You can simplify the generation of numbers by noting that each time a digit is added to an existing stepping number it must be either 1 more or 1 less than the existing last digit. So we can generate all the stepping numbers with a given number of digits by starting with single digit numbers (1-9) and then repeatedly adding digits to them until we have reached the number of digits we want.

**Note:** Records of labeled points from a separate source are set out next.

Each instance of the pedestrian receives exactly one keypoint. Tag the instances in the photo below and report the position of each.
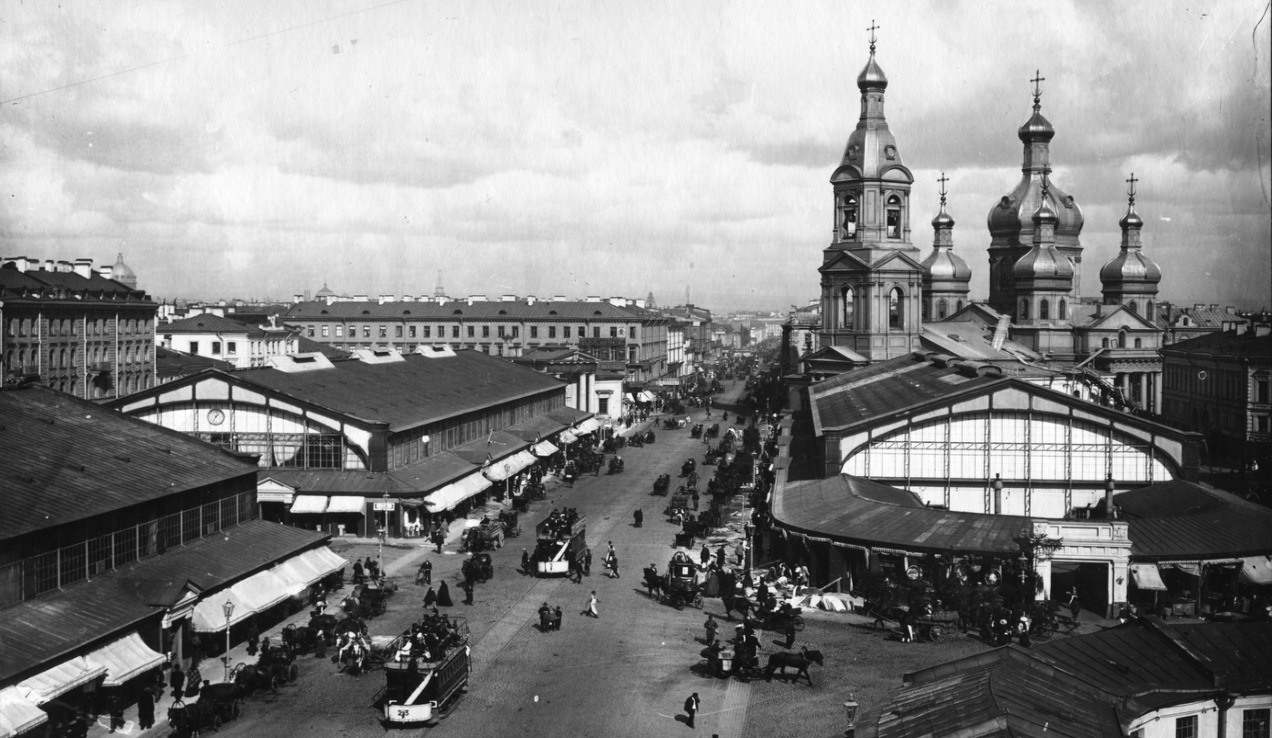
(146, 709)
(691, 708)
(253, 636)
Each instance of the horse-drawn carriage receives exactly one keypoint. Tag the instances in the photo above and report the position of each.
(486, 535)
(478, 568)
(681, 584)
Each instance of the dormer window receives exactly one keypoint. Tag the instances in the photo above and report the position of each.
(893, 216)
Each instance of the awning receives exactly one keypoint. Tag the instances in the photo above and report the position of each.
(312, 504)
(504, 468)
(59, 680)
(18, 714)
(1257, 570)
(124, 659)
(346, 504)
(1146, 577)
(456, 493)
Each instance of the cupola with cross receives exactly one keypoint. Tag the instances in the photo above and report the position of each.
(947, 278)
(1011, 223)
(871, 281)
(1131, 278)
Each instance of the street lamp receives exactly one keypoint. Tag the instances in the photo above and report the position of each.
(228, 608)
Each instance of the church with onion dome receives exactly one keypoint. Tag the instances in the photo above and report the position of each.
(880, 298)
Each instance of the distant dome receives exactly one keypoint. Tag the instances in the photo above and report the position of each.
(124, 274)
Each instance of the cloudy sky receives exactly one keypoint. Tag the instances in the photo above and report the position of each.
(252, 149)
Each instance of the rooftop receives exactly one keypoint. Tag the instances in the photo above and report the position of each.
(68, 459)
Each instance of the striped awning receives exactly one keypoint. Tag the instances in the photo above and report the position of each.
(504, 468)
(125, 659)
(456, 493)
(59, 680)
(309, 504)
(18, 714)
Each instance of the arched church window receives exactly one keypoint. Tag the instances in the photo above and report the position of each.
(896, 309)
(849, 218)
(893, 216)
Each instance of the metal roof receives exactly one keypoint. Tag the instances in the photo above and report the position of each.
(865, 513)
(46, 629)
(1181, 519)
(66, 459)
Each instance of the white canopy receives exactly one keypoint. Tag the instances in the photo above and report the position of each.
(314, 504)
(18, 714)
(504, 468)
(346, 504)
(456, 493)
(124, 659)
(59, 680)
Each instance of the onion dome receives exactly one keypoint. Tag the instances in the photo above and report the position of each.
(1131, 269)
(124, 274)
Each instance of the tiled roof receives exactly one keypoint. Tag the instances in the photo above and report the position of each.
(1228, 344)
(407, 393)
(866, 513)
(68, 459)
(50, 627)
(482, 311)
(1076, 687)
(207, 323)
(1181, 519)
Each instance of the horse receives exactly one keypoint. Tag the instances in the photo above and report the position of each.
(796, 662)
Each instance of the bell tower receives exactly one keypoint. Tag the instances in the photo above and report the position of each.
(871, 281)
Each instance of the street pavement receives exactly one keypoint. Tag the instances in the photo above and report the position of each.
(625, 673)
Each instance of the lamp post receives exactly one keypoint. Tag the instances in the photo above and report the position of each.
(228, 608)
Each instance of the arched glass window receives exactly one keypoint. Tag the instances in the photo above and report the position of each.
(896, 309)
(849, 218)
(893, 216)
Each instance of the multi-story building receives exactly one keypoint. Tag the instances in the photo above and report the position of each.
(1219, 384)
(225, 340)
(615, 330)
(75, 328)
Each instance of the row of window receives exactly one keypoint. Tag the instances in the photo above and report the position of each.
(70, 326)
(426, 331)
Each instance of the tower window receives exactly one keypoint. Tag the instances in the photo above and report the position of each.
(893, 216)
(849, 308)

So for example, starting with the digit 1, and needing to go to 4 digits, we would produce

1 => 10, 12
10, 12 => 101, 121, 123
101, 121, 123 => 1010, 1012, 1210, 1212, 1232, 1234

The number of digits we need is computed by using math.ceil(math.log10(N)).

import math

def stepNums(N):
    if N < 10:
        return -1
    digits = math.ceil(math.log10(N))
    sn = [[]] * digits
    # 1 digit stepping numbers
    sn[0] = list(range(1, 10))
    # m digit stepping numbers
    for m in range(1, digits):
        sn[m] = []
        for s in sn[m-1]:
            if s % 10 != 0:
                sn[m].append(s * 10 + s % 10 - 1)
            if s % 10 != 9:
                sn[m].append(s * 10 + s % 10 + 1)
    return [s for l in sn for s in l if 10 <= s <= N]

e.g.

print(stepNums(3454))

Output:

[10, 12, 21, 23, 32, 34, 43, 45, 54, 56, 65, 67, 76, 78, 87, 89, 98, 101, 121, 123, 210, 212, 232, 234, 321, 323, 343, 345, 432, 434, 454, 456, 543, 545, 565, 567, 654, 656, 676, 678, 765, 767, 787, 789, 876, 878, 898, 987, 989, 1010, 1012, 1210, 1212, 1232, 1234, 2101, 2121, 2123, 2321, 2323, 2343, 2345, 3210, 3212, 3232, 3234, 3432, 3434, 3454]

Note that the code could potentially be sped up by comparing the generated numbers to N so that when calling stepNums(10001) we don't generate all the numbers up to 98989.